4.31: Application to deal with delay
4.33: Dismissal for long delay

Case Summary

The Defendant by Counterclaim applied to strike the Counterclaim under the “drop dead rule”.

With regard to Rule 4.33, the Court referred to Morasch v Alberta, 2000 ABCA 24 for the proposition that a “thing” is usually grounded in the Rules of Court, even if it is not an actual procedural step, and such a “thing” must “move the law suit closer to Trial in a meaningful way”. After referring to case-law, Master Hanebury determined that a functional analysis must be undertaken of the facts in each case in which a party seeks to strike a claim under the “drop dead rule”. Master Hanebury determined that, in this case, it would have been inequitable to look only at “things” done in relation to the Counterclaim: there had been responses to undertakings in the original Action within the relevant 5-year time-frame that had served to move the Action as a whole forward.
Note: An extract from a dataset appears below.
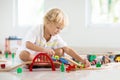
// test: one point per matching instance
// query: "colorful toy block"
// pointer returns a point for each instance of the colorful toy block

With regard to Rule 4.31, Master Hanebury determined that the test under the former Rules relating to the formation of a presumption of serious prejudice still applies. The Court stated the test as follows: a finding of inordinate, inexcusable delay raises a presumption of serious prejudice, which if rebutted means that all of the facts must be examined. Master Hanebury determined that there was sufficient evidence to displace the presumption in this case, given the extensive and detailed records kept by the Applicant. Master Hanebury then examined all the facts and concluded that the Applicant had not satisfied the Court that significant prejudice had arisen from the delay. The Court dismissed both the Rule 4.33 and 4.31 Applications.